Ce samedi 27 juin, le Centre de formation de la Police de Kasangulu, dans la province du Kongo-Central, a accueilli la cérémonie de clôture d’un cycle de formation de neuf mois ayant concerné 720 nouvelles recrues de la Police nationale congolaise (PNC). La cérémonie a été présidée par le vice-Premier ministre, ministre de l’Intérieur et de la Sécurité, Jacquemain Shabani Lukoo Bihango.
Ces agents constituent la première promotion formée dans le cadre de la réforme engagée au sein de la PNC, conformément à la Loi de programmation 2026-2030. Ce programme prévoit, à terme, la formation de 90 000 policiers afin de renforcer la sécurité sur l’ensemble du territoire national.

En présence des hauts responsables de la police, des autorités provinciales ainsi que du vice-gouverneur du Kongo-Central, les nouvelles recrues ont prêté serment, s’engageant à servir la nation avec loyauté, discipline et intégrité. La cérémonie a été marquée par des allocutions officielles et plusieurs démonstrations pratiques réalisées par les promus.
Les exercices présentés au public ont porté sur diverses compétences, notamment la police de proximité, l’ordre serré, l’entraînement physique, les techniques d’autodéfense ainsi que les méthodes de maintien et de rétablissement de l’ordre public.

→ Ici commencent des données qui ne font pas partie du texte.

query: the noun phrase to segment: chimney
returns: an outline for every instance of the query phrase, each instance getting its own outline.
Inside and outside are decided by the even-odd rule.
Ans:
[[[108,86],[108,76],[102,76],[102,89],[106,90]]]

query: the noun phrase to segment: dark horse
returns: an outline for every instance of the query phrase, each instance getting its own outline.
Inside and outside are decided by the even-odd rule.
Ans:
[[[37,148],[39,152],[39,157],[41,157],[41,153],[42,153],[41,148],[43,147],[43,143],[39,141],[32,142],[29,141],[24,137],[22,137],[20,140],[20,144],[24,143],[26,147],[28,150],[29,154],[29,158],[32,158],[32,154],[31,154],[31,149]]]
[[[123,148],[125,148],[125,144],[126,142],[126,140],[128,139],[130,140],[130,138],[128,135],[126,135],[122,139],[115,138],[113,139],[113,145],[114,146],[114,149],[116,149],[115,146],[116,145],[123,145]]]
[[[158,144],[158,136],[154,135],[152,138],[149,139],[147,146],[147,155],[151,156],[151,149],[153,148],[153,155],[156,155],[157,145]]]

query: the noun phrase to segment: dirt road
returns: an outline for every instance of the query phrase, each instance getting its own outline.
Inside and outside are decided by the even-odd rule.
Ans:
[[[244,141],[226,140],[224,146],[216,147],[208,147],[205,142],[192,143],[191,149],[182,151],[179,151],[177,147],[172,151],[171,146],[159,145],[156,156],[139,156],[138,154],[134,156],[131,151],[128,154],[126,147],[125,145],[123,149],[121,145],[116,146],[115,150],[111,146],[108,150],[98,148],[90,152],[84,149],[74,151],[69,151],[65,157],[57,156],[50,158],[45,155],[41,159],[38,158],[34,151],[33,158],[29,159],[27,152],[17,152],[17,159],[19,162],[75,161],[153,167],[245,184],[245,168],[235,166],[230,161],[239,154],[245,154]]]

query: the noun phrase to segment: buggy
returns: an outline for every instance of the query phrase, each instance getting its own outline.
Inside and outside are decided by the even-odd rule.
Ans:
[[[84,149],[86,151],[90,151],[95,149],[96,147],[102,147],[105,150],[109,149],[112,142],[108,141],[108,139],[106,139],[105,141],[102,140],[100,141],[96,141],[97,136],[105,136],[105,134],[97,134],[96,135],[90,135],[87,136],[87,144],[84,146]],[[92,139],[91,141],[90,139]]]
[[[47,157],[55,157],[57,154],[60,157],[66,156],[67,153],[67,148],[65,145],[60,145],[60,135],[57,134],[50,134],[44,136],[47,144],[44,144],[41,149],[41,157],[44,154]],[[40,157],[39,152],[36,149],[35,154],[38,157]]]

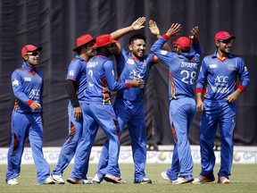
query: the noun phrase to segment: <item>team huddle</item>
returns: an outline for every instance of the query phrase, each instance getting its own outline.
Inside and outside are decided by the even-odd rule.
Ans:
[[[38,185],[64,184],[62,173],[73,156],[73,170],[67,179],[69,183],[99,184],[105,180],[124,184],[126,181],[121,179],[118,159],[120,138],[126,125],[131,139],[134,183],[151,184],[152,180],[145,172],[146,131],[143,96],[150,69],[160,62],[169,66],[169,114],[174,139],[171,166],[161,173],[162,177],[172,184],[214,181],[213,147],[219,125],[221,161],[218,183],[230,183],[236,101],[250,83],[243,59],[230,53],[236,38],[227,31],[216,33],[214,40],[217,49],[212,55],[205,56],[201,63],[198,27],[194,27],[188,37],[180,37],[172,41],[174,50],[171,51],[167,41],[179,35],[181,25],[173,23],[161,36],[156,22],[150,20],[149,29],[157,38],[151,47],[152,54],[145,55],[145,37],[141,34],[129,38],[128,51],[125,51],[118,40],[131,31],[145,28],[145,17],[140,17],[130,26],[111,34],[96,38],[86,34],[77,38],[77,46],[72,49],[77,55],[69,65],[66,78],[70,99],[69,136],[52,172],[42,151],[44,78],[37,68],[42,47],[33,45],[22,47],[24,62],[12,74],[16,100],[12,114],[12,142],[5,177],[7,184],[19,184],[17,178],[27,137],[37,167]],[[112,55],[116,60],[118,80],[114,75],[114,63],[109,59]],[[198,67],[200,71],[197,76]],[[238,87],[237,79],[240,82]],[[111,103],[111,91],[117,91],[113,105]],[[194,178],[188,132],[196,112],[202,113],[202,171],[199,176]],[[103,146],[95,175],[88,180],[89,156],[98,128],[104,130],[107,139]]]

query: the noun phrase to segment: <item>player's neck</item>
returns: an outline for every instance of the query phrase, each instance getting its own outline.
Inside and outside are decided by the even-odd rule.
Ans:
[[[224,53],[220,50],[218,50],[217,52],[217,57],[220,60],[225,60],[226,58],[228,58],[229,53]]]

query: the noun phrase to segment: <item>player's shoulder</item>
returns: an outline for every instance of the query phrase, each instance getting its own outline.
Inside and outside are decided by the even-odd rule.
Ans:
[[[14,70],[14,71],[25,71],[25,69],[23,67],[19,67]]]

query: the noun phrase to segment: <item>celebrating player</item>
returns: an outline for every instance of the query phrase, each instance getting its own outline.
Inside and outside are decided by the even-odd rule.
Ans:
[[[140,17],[130,26],[120,29],[111,34],[114,39],[119,39],[130,31],[139,30],[145,26],[145,17]],[[151,32],[158,36],[157,26],[150,27]],[[145,37],[136,34],[129,38],[128,52],[121,49],[117,43],[114,51],[117,61],[117,71],[120,82],[129,82],[137,78],[146,82],[149,71],[153,64],[160,60],[153,54],[145,55]],[[119,91],[114,104],[114,110],[118,116],[120,133],[128,124],[130,135],[133,160],[135,163],[134,183],[149,184],[152,180],[145,177],[145,167],[146,162],[146,130],[145,120],[145,105],[143,101],[144,88],[134,88],[129,90]],[[92,180],[93,183],[100,183],[105,173],[107,165],[108,143],[105,143],[100,157],[98,170]],[[120,173],[120,169],[116,168]]]
[[[42,47],[26,45],[21,49],[24,62],[12,74],[13,94],[16,97],[12,114],[12,143],[8,151],[5,181],[19,184],[21,156],[25,139],[29,139],[37,167],[37,184],[54,183],[50,177],[50,167],[44,159],[43,145],[43,73],[36,68]]]
[[[188,132],[196,112],[194,84],[201,55],[198,27],[191,30],[191,39],[180,37],[172,42],[175,52],[162,50],[162,45],[170,37],[178,35],[180,29],[180,24],[173,23],[166,34],[151,47],[151,51],[170,67],[170,123],[174,138],[174,150],[171,167],[162,172],[162,177],[173,184],[194,180]]]
[[[197,112],[203,113],[200,125],[202,172],[193,183],[215,180],[213,151],[217,126],[220,130],[220,169],[218,183],[229,184],[233,162],[233,132],[236,125],[238,96],[250,83],[249,73],[242,58],[230,53],[236,38],[227,31],[215,35],[217,50],[203,58],[196,84]],[[236,89],[236,78],[240,85]],[[202,96],[206,88],[204,102]]]
[[[76,150],[73,171],[67,180],[77,183],[82,176],[85,162],[89,159],[91,148],[100,126],[109,143],[108,165],[104,180],[113,183],[125,183],[116,172],[120,153],[120,129],[116,114],[111,104],[111,90],[125,90],[131,87],[142,87],[144,82],[134,79],[130,82],[118,83],[115,80],[113,63],[108,59],[113,55],[117,41],[111,36],[102,35],[96,38],[93,48],[96,48],[96,55],[87,64],[87,89],[83,104],[83,134]]]

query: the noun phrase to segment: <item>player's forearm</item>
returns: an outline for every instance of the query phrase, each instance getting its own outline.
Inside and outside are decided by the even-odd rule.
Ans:
[[[129,33],[130,31],[133,30],[133,28],[131,26],[123,28],[123,29],[120,29],[116,31],[113,31],[112,33],[111,33],[111,37],[113,39],[120,39],[121,37],[123,37],[124,35]]]

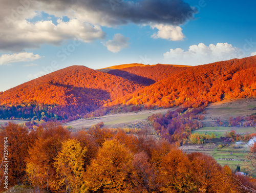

Ces démonstrations avaient pour objectif de mettre en évidence le niveau de préparation et les capacités opérationnelles acquises au cours de la formation.

Dans son allocution, le vice-Premier ministre Jacquemain Shabani Lukoo Bihango a insisté sur l’importance d’un comportement exemplaire de la part des nouveaux agents. Il les a exhortés à faire preuve de professionnalisme et d’éthique dans l’exercice de leurs fonctions, tout en abandonnant les pratiques déviantes, notamment celle de la « main tendue », qui ont longtemps terni l’image de la Police nationale congolaise.
Cette première promotion s’inscrit dans la dynamique de modernisation et de professionnalisation de la PNC, portée par les autorités congolaises dans le cadre de la réforme globale du secteur de la sécurité.